Daniel Alarcón’s latest novel, At Night We Walk in Circles, is a lush, technically adroit stab at what may best be described as art-crime comedy, a noirish narrative that keeps its considerable levity stitched to South American survival tactics and the kind of succor that might only be scored while pursuing wild dreams mired in class-oriented chaos.

 The Peruvian writer’s third book reads like a treatise on loop holes and lost wholes, like some literary novelization of of Scooby Doo, where grown-ups know that meddling kids are obviously the problem but also the only hope. Nelson, the main character, is a guy having a hell of a time.  His brother has split the South American scene, his wife is sleeping with another dude, and his dad has died. Nelson will, at the end of his tether and at the inception of a new life, look for answers and sustainability in the world of acting.

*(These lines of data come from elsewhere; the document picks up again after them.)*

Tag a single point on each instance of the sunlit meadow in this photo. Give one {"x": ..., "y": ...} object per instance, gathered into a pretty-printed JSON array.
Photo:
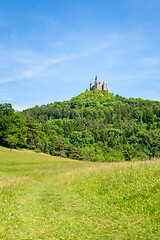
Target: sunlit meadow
[{"x": 45, "y": 197}]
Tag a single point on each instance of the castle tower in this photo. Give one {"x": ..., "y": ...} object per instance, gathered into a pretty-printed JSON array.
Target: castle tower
[
  {"x": 104, "y": 87},
  {"x": 91, "y": 86},
  {"x": 98, "y": 85},
  {"x": 96, "y": 82}
]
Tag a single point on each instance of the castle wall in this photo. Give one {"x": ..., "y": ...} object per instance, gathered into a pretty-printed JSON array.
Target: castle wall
[{"x": 99, "y": 86}]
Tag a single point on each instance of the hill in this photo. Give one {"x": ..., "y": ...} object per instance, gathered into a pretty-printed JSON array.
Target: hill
[
  {"x": 45, "y": 197},
  {"x": 94, "y": 126}
]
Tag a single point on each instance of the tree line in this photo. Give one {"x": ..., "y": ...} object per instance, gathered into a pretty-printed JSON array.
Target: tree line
[{"x": 93, "y": 126}]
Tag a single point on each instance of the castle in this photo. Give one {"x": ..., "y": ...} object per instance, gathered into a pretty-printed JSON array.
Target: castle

 Alarcón offers up the fraught life of a tense young man who understands that the ties to his history are under constant economic erasure and that his fate is enmeshed in a theater troupe notorious for reprising a play called “The Idiot President.” His prose, which owes much to Ionesco and Pirandello, excites and does not overstay its sense of authority.

There is an affection and an estimable amount of depreciation that goes into this story where a politically inspired theater group is detailed with habits and hang ups that might possess a court-appointed throng of AA attendants: “There ranks were drawn, broadly speaking, from the following overlapping circles of youth: the longhairs, the working class, the sex-crazed, the poseurs, the provincials, the alcoholics, the emotionally needy, the rabble-rousers, the opportunists, the punks, the hangers-on, and the obsessed.”

 The inner workings of a playwright who will be hailed and jailed for his insight on social ills are displayed in pages of extreme solipsism that takes the form of diary pages wherein he bemoans his missed opportunities as an actor, notes (like some Beckett character) the amount of eggs he consumes, as well as the time of day he gets and loses erections.

There is wise condescension in the charming challenge that is At Night We Walk in Circles, a book that reads like a hymn of anticipation in the dark, especially when alluding to the smiling faces, as one of Alarcón’s characters notes, of people embarking on a late night bus trip that could end in death but will likely stop at the market.